In 1957 the company won the contract to replace the steam operated winding gear on the Great Orme Tramway in Llandudno with electrically driven gear. The whole operation was undertaken, from design to full working order, between the end of the summer season, and the beginning of the new season Easter the following year. Electrical haulage gears and winders were also being exported to Malaya, Australia, British Guiana, South Korea and, significantly, India. The Indian market was subsequently lost when their government required that they themselves should manufacture their limited requirements from John Mills & Co under licence. This move spelt the beginning of the end for mining equipment production at the Llanidloes factory, and the Gorn foundry was closed, and staff numbers reduced.

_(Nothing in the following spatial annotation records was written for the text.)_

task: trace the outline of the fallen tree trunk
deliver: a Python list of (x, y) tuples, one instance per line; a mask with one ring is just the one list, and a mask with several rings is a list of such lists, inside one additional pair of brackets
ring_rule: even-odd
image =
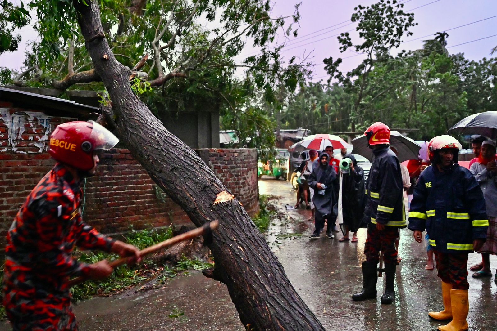
[(236, 199), (213, 204), (227, 191), (196, 154), (166, 130), (133, 94), (126, 68), (111, 51), (94, 1), (74, 1), (96, 73), (112, 101), (117, 135), (133, 156), (197, 226), (218, 219), (209, 245), (210, 276), (226, 284), (248, 329), (324, 330), (288, 280), (281, 265)]

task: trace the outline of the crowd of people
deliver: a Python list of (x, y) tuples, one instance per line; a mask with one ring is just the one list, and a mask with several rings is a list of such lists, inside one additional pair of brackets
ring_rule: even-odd
[[(428, 160), (411, 160), (406, 166), (399, 162), (397, 149), (390, 145), (387, 126), (376, 122), (364, 134), (374, 155), (367, 181), (353, 155), (344, 148), (336, 158), (331, 146), (319, 157), (312, 150), (311, 158), (301, 165), (301, 178), (311, 197), (309, 208), (313, 210), (314, 231), (310, 239), (319, 238), (325, 224), (327, 236), (333, 238), (338, 223), (343, 235), (339, 241), (349, 241), (352, 232), (352, 241), (356, 242), (358, 229), (367, 228), (363, 288), (352, 298), (377, 298), (381, 257), (386, 274), (381, 302), (388, 304), (395, 298), (396, 270), (401, 261), (399, 230), (407, 227), (416, 242), (425, 243), (425, 268), (434, 268), (434, 257), (441, 280), (444, 309), (428, 316), (450, 321), (439, 330), (467, 330), (468, 254), (477, 252), (482, 255), (482, 262), (470, 267), (475, 278), (493, 275), (490, 255), (497, 255), (496, 142), (483, 136), (474, 139), (475, 157), (468, 170), (458, 163), (461, 143), (450, 135), (436, 136), (427, 144)], [(408, 198), (409, 225), (404, 192)]]
[[(327, 236), (333, 238), (338, 224), (343, 233), (339, 241), (350, 240), (351, 232), (354, 242), (358, 230), (367, 228), (363, 287), (352, 299), (376, 298), (381, 258), (386, 274), (381, 302), (388, 304), (395, 299), (399, 229), (407, 227), (416, 242), (426, 242), (425, 267), (433, 268), (434, 256), (441, 280), (444, 309), (428, 315), (450, 321), (439, 330), (468, 330), (468, 254), (482, 255), (482, 262), (470, 268), (475, 278), (493, 275), (489, 257), (497, 254), (496, 143), (485, 137), (474, 139), (476, 157), (468, 170), (458, 163), (459, 142), (436, 136), (428, 144), (429, 161), (413, 160), (404, 167), (390, 145), (387, 126), (376, 122), (364, 134), (374, 155), (367, 181), (345, 148), (336, 157), (331, 146), (319, 155), (311, 150), (310, 159), (301, 165), (301, 186), (309, 188), (309, 197), (307, 189), (301, 191), (302, 198), (313, 210), (311, 239), (318, 239), (325, 226)], [(81, 218), (80, 183), (95, 174), (99, 152), (117, 142), (93, 121), (61, 124), (52, 133), (49, 153), (55, 166), (26, 198), (7, 235), (2, 294), (14, 331), (77, 330), (69, 277), (104, 279), (112, 268), (105, 260), (79, 262), (72, 255), (75, 245), (114, 252), (129, 263), (141, 259), (136, 247), (99, 233)]]

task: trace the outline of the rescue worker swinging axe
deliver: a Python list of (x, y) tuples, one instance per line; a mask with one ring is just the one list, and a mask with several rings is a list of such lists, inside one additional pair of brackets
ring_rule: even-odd
[[(141, 258), (143, 258), (147, 255), (157, 253), (166, 247), (169, 247), (173, 245), (182, 241), (189, 240), (199, 236), (203, 236), (204, 237), (204, 246), (209, 245), (212, 242), (212, 231), (217, 228), (219, 222), (217, 220), (212, 222), (208, 222), (204, 224), (202, 226), (198, 227), (196, 229), (191, 230), (184, 233), (175, 236), (167, 240), (156, 244), (146, 248), (144, 248), (140, 251), (139, 255)], [(121, 258), (117, 260), (115, 260), (109, 263), (109, 265), (113, 269), (115, 269), (119, 265), (122, 265), (128, 263), (129, 258)], [(82, 281), (84, 281), (87, 279), (84, 276), (80, 276), (74, 278), (69, 280), (69, 286), (73, 286), (77, 284), (79, 284)]]
[[(55, 165), (30, 193), (7, 233), (2, 294), (13, 330), (76, 331), (70, 277), (77, 277), (73, 282), (104, 279), (118, 265), (139, 262), (142, 256), (217, 226), (214, 221), (140, 251), (85, 223), (82, 181), (95, 175), (100, 153), (118, 141), (92, 121), (60, 124), (50, 135), (48, 151)], [(123, 259), (110, 264), (84, 263), (73, 256), (76, 246)]]

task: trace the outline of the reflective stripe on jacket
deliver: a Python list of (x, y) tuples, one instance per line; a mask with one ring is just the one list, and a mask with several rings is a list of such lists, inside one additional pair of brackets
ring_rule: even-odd
[(474, 239), (487, 238), (489, 221), (483, 194), (471, 173), (455, 164), (440, 172), (426, 168), (414, 188), (409, 228), (428, 233), (437, 251), (473, 250)]
[(375, 157), (366, 184), (364, 220), (405, 228), (407, 223), (399, 159), (388, 145), (373, 152)]

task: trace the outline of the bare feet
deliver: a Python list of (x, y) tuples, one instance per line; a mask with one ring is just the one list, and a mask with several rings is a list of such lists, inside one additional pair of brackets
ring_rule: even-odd
[(477, 271), (479, 270), (481, 270), (482, 268), (483, 268), (483, 262), (477, 263), (476, 265), (473, 265), (469, 267), (469, 269), (473, 271)]

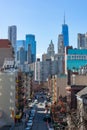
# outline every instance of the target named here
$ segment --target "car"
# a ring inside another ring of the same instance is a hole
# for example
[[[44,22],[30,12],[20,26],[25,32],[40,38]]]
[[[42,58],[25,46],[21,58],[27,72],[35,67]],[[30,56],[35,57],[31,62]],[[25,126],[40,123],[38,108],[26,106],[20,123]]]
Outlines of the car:
[[[28,122],[28,123],[27,123],[27,126],[28,126],[28,127],[29,127],[29,126],[31,126],[31,127],[32,127],[32,125],[33,125],[33,123],[32,123],[32,122],[30,122],[30,123]]]
[[[24,130],[31,130],[31,126],[26,127]]]
[[[28,120],[28,122],[27,123],[33,123],[33,121],[32,120]]]
[[[50,115],[48,115],[48,114],[45,115],[44,118],[43,118],[43,120],[46,121],[46,122],[48,121],[48,122],[50,123],[50,122],[51,122],[51,117],[50,117]]]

Another avenue of mine supplies opened up in the 1930s when the traditional wooden pit props and roof boards were replaced by rolled steel arches and props. When these were buckled and distorted by serious roof movements, they were removed and replaced. The removed units were repaired, and the company successfully developed a 60 tons (of pressure) horizontal hydraulic steel press to do this. These presses were also available in 2, 8, 15 and 30 tons options. The skill of the company in meeting such specific needs led to a post war reputation for producing purpose-built equipment up to 400 tons, many being semi, or fully automated. Smaller scale presses were also supplied, including to Flowform in Welshpool, moulds were sold to Cadbury’s for chocolate production, and steel liners for Fordson tractor cylinder blocks. The last product to leave the Llanidloes factory was for processing cobalt in a Zambian copper mine.
Over the years early 1970s to the early 1980s there were several periods of difficulty, including during the power cuts of the 1972-74 miners’ strikes, when production was at times reduced by half, staff were on short time, and orders were difficult to fulfil. Marketing became increasingly difficult, and the John Mills & Co finally went into liquidation in September 1983. The name John Mills & Co (Llanidloes) Ltd still represents skilful and innovative engineering in many parts of the world, with their products continuing to be in use, and seen to be changing hands at auction. Doug, assisted by Jeremy Pryce (a former Mills employee), then showed a number of photographs and plans of some of the company’s products, and answered questions from the audience. An excellent evening and a fascinating talk, just 2 days before Doug’s 93rd birthday!